In this study, parents of 91 school-age children and 167 adolescents with CP completed a questionnaire regarding educational and rehabilitation resources received within the last 6 months. Rehabilitation services included occupational therapy (OT), physical therapy (PT), speech language pathology (SLP), psychology and special education. Demographic characteristics were documented and developmental and functional status was assessed. Relationships between service utilization and sociodemographic factors, functioning and school setting were determined.

Results

Over half of children (53.2%) and adolescents (57.5%) were in regular schools; however, 41% of these required special education resources. The remainder (42.5–46.8%) was in special schools. The majority of children (84.6%) were receiving at least one rehabilitation service although this decreased (68.1%) in adolescence.

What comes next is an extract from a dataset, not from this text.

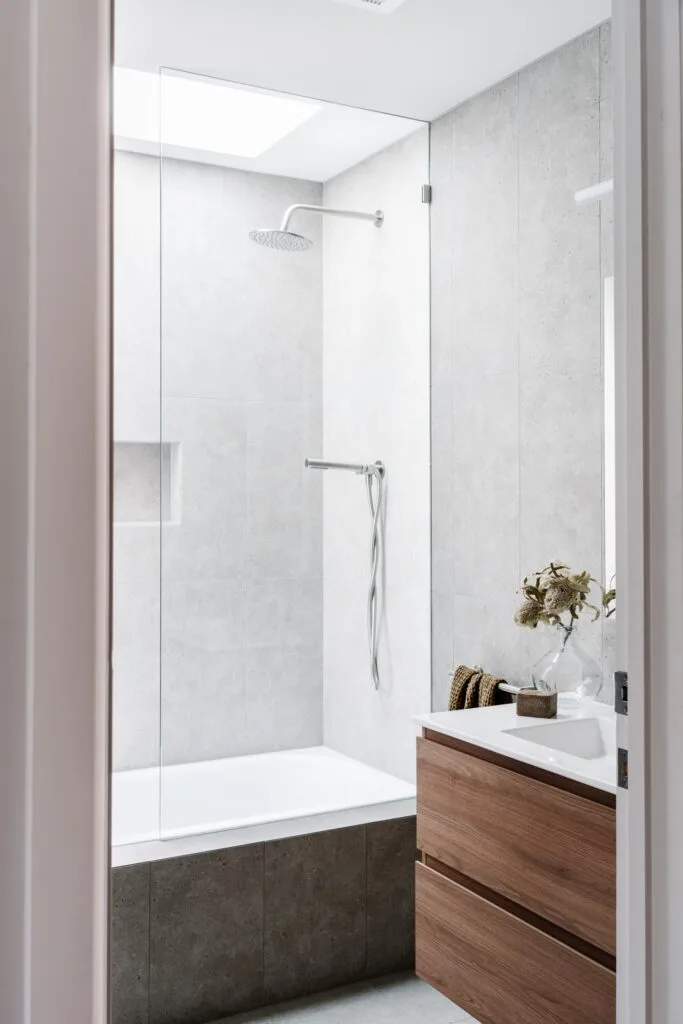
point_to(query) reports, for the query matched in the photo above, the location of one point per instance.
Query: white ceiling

PT and OT were most common and services were provided predominantly in the school setting. Services were primarily weekly direct interventions at school age, with weekly interventions or consultations most common for adolescents. Younger age was associated with service receipt at school age only. Children with greater motor limitations, lower IQ and greater activity limitations were more likely to receive OT, PT, SLP or special education. Children in segregated schools were significantly more likely to receive rehabilitation services, when compared with children in regular schools.

Conclusions

The majority of children and youth received one or more services. Individuals with greater motor or cognitive challenges were more likely to receive a range of school-based services from rehabilitation specialists. When compared with children of school age, adolescents were less likely to receive services and when provided, services were more likely to be consultative. Services may need to be more optimally organized through childhood to enhance benefits to children with CP across activity limitation profiles.